Daffodils in bloom at the Oshki Ikwewag Gitigaaning farm house.
Mooningwanekaanling is part of an early treaty with the Anishinaabe and the US Government that promised the island to them forever, but that promise, like so many, was broken. A truth made plain every summer when the population of Madeline Island soars to more than 3000 people. Mostly the super-rich who fly in on an airstrip built for their private planes.
“It’s the billionaires that get to enjoy this place,” Winona says, and that isn’t right.
So Akiing hosted a summit of Indigenous land trusts and local tribes in May to consider how land on the island can be returned to the people and introduce tribes to the tools that are out there to aid in that effort.
Leaders of the Sandy Lake Band of Anishnaabe, the Red Cliff Band of Lake Superior Indians and the Bad River Band of Lake Superior Chippewa attended and listened to presentations including by NLC discussing the tools we use to recover and hold land. Turtle Mountain Chippewa Melissa Nelson of the Cultural Conservancy provided examples of land rematriation in urban areas, and Passamaquoddy tribal citizen Cory Hinton talked about the amazing work being done by the Maine Land Trust Network – First Light – relying on an age old Wabanaki Confederacy that unites five tribes in the common effort to recover and retain ancestral homelands.
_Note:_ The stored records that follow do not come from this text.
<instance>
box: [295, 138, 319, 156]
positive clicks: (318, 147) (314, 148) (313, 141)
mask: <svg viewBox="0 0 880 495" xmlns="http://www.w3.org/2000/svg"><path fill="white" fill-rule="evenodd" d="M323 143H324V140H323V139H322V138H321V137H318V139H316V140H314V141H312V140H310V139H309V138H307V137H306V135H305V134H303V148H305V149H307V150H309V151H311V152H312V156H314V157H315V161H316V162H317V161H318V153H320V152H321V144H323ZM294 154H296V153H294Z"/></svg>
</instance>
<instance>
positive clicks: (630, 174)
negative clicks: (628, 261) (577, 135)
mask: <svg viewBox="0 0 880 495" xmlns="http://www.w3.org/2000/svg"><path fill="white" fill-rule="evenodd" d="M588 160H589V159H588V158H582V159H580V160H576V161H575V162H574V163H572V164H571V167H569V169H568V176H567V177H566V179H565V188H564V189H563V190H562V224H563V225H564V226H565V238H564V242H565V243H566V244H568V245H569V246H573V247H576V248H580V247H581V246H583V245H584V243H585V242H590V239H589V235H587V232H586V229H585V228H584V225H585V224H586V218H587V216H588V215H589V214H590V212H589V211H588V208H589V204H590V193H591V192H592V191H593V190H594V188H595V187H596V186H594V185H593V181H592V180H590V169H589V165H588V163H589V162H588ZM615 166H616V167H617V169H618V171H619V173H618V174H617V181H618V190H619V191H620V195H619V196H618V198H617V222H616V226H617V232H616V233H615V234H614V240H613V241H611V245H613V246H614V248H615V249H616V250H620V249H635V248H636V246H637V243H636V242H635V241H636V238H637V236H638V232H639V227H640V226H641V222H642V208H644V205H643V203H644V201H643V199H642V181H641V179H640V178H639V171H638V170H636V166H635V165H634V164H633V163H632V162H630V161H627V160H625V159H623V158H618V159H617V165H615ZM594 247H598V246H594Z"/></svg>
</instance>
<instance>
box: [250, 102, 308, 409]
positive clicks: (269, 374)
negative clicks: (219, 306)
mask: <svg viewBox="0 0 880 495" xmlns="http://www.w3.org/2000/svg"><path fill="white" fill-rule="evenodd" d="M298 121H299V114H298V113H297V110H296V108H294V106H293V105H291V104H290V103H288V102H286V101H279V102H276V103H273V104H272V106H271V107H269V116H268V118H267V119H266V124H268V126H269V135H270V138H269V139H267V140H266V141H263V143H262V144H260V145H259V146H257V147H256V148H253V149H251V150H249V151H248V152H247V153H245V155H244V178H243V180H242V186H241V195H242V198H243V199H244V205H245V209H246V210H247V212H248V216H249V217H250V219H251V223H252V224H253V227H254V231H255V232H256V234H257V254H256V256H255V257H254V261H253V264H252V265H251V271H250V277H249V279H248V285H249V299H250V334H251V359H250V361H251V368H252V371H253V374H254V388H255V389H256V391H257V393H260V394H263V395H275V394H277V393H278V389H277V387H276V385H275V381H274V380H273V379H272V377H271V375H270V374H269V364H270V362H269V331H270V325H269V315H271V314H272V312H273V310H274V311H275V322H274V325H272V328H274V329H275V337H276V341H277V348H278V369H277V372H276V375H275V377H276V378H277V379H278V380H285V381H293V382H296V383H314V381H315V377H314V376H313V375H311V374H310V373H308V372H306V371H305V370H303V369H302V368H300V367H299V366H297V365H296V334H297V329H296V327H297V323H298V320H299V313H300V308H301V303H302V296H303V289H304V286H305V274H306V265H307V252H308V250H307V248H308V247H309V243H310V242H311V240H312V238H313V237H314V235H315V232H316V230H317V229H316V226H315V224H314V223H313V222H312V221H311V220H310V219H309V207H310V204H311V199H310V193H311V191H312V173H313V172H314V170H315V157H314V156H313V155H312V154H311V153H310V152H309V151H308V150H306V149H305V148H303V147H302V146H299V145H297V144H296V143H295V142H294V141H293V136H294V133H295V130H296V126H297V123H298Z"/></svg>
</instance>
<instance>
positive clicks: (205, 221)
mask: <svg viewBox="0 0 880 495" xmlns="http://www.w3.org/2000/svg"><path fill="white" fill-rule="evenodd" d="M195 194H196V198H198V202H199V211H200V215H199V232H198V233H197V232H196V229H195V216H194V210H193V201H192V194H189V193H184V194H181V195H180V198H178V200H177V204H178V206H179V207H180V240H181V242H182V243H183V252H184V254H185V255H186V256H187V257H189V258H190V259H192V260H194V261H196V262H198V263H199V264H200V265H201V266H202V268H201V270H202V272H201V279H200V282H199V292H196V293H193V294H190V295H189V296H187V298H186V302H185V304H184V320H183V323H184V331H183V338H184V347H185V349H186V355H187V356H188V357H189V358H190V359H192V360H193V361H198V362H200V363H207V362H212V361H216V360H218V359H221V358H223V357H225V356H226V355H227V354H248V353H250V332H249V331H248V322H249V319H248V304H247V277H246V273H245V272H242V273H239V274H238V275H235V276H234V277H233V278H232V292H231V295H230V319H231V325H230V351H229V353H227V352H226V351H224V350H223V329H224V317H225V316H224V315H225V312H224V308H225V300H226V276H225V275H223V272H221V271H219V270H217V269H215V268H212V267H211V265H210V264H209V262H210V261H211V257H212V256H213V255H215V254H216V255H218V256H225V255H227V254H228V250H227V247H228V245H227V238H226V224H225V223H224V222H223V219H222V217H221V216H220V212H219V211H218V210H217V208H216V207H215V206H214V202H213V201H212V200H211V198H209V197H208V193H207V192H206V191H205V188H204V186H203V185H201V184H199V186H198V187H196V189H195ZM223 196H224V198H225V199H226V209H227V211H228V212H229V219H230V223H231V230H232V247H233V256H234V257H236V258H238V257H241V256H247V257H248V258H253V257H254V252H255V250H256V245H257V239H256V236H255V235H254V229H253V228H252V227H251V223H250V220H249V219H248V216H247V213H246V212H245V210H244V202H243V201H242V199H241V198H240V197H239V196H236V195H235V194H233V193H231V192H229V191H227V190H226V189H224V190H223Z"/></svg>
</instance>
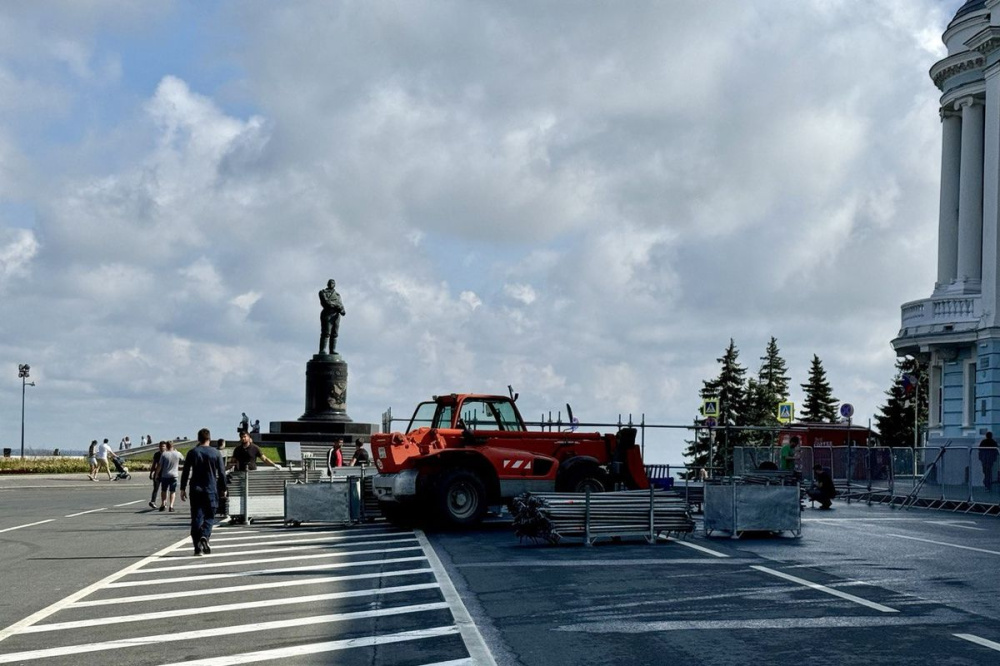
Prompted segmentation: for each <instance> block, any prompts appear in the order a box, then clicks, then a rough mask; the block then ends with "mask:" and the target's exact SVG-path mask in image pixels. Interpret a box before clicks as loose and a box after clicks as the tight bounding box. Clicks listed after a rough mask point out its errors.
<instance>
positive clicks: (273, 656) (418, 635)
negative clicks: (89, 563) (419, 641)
mask: <svg viewBox="0 0 1000 666" xmlns="http://www.w3.org/2000/svg"><path fill="white" fill-rule="evenodd" d="M457 633H458V627H453V626H451V627H433V628H431V629H418V630H415V631H402V632H399V633H396V634H385V635H382V636H367V637H365V638H349V639H345V640H339V641H327V642H325V643H311V644H309V645H295V646H292V647H287V648H277V649H274V650H260V651H258V652H247V653H245V654H237V655H232V656H229V657H213V658H211V659H198V660H195V661H179V662H175V663H173V664H166V666H238V665H239V664H252V663H254V662H258V661H270V660H273V659H287V658H289V657H300V656H303V655H308V654H322V653H324V652H337V651H340V650H350V649H353V648H365V647H376V646H379V645H389V644H391V643H402V642H408V641H416V640H421V639H428V638H441V637H443V636H452V635H454V634H457ZM442 663H444V664H451V663H455V664H463V663H464V664H471V663H475V662H473V661H471V660H464V661H463V660H459V661H456V662H442Z"/></svg>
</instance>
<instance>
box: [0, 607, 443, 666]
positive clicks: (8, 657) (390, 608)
mask: <svg viewBox="0 0 1000 666" xmlns="http://www.w3.org/2000/svg"><path fill="white" fill-rule="evenodd" d="M448 607H449V606H448V603H447V602H444V601H442V602H435V603H430V604H414V605H411V606H392V607H389V608H379V609H375V610H365V611H356V612H353V613H330V614H327V615H313V616H310V617H297V618H294V619H291V620H272V621H270V622H254V623H251V624H241V625H235V626H233V625H230V626H227V627H209V628H205V629H197V630H195V631H180V632H173V633H169V634H156V635H152V636H136V637H134V638H126V639H122V640H112V641H104V642H100V641H98V642H93V643H85V644H78V645H64V646H61V647H56V648H44V649H41V650H25V651H23V652H11V653H8V654H0V664H10V663H14V662H18V661H29V660H31V659H42V658H46V657H63V656H66V655H75V654H82V653H85V652H106V651H109V650H121V649H124V648H130V647H141V646H143V645H156V644H158V643H172V642H178V641H194V640H203V639H205V638H211V637H213V636H230V635H234V634H246V633H257V632H261V631H274V630H278V629H289V628H291V627H301V626H307V625H316V624H331V623H335V622H350V621H352V620H364V619H368V618H376V617H387V616H392V615H407V614H410V613H426V612H430V611H436V610H447V609H448ZM187 663H189V664H190V663H196V662H187Z"/></svg>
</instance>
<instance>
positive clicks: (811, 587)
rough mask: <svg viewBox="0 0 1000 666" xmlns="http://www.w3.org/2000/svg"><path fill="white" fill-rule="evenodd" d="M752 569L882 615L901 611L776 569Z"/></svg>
mask: <svg viewBox="0 0 1000 666" xmlns="http://www.w3.org/2000/svg"><path fill="white" fill-rule="evenodd" d="M750 568H751V569H756V570H757V571H761V572H763V573H766V574H770V575H772V576H777V577H778V578H784V579H785V580H788V581H791V582H793V583H798V584H799V585H803V586H805V587H809V588H812V589H814V590H818V591H820V592H825V593H826V594H830V595H833V596H835V597H840V598H841V599H846V600H847V601H853V602H854V603H856V604H861V605H862V606H866V607H868V608H871V609H873V610H877V611H879V612H880V613H898V612H899V611H898V610H896V609H895V608H890V607H888V606H883V605H882V604H877V603H875V602H874V601H868V600H867V599H862V598H861V597H856V596H854V595H853V594H848V593H846V592H841V591H840V590H835V589H833V588H832V587H827V586H826V585H820V584H819V583H814V582H812V581H809V580H806V579H804V578H798V577H796V576H791V575H789V574H786V573H784V572H781V571H775V570H774V569H768V568H767V567H762V566H759V565H753V566H751V567H750Z"/></svg>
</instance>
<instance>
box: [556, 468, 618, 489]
mask: <svg viewBox="0 0 1000 666" xmlns="http://www.w3.org/2000/svg"><path fill="white" fill-rule="evenodd" d="M559 485H560V486H561V488H562V492H569V493H585V492H587V491H588V490H589V491H590V492H592V493H603V492H605V491H607V490H608V489H609V488H611V481H610V480H609V479H608V475H607V474H606V473H605V472H604V470H603V469H601V468H600V467H596V466H591V465H586V466H581V467H577V468H576V469H573V470H570V472H569V473H568V474H567V475H566V478H565V479H563V482H562V483H561V484H559Z"/></svg>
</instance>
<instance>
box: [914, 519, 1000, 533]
mask: <svg viewBox="0 0 1000 666" xmlns="http://www.w3.org/2000/svg"><path fill="white" fill-rule="evenodd" d="M924 522H925V523H927V524H928V525H944V526H945V527H958V528H960V529H963V530H976V531H977V532H986V531H987V530H986V528H985V527H974V525H975V524H976V522H975V521H973V520H925V521H924ZM962 523H972V525H962Z"/></svg>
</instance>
Also represented in the networking was the Agrarian Trust, Community Foundation, Tamalpais Trust, the Nature Conservancy, Pachamama Alliance, Many Nations Association of Cooperatives, and the Anishinaabe Agriculture Institute.
The tribal leaders in attendance left the gathering with new rules of engagement with land holders, new tools for land recovery, and most of all a feeling of empowerment that comes from networking with people who share their desire to reconnect with their homelands.
“You guys have been down this road,” said Nicole Boyd, Tribal Chair of the Red Cliff Band, “You helped us to think this through. If we work together, we can probably get a lot done.”
For everyone who attended “Land Back” is now more than a sound bite.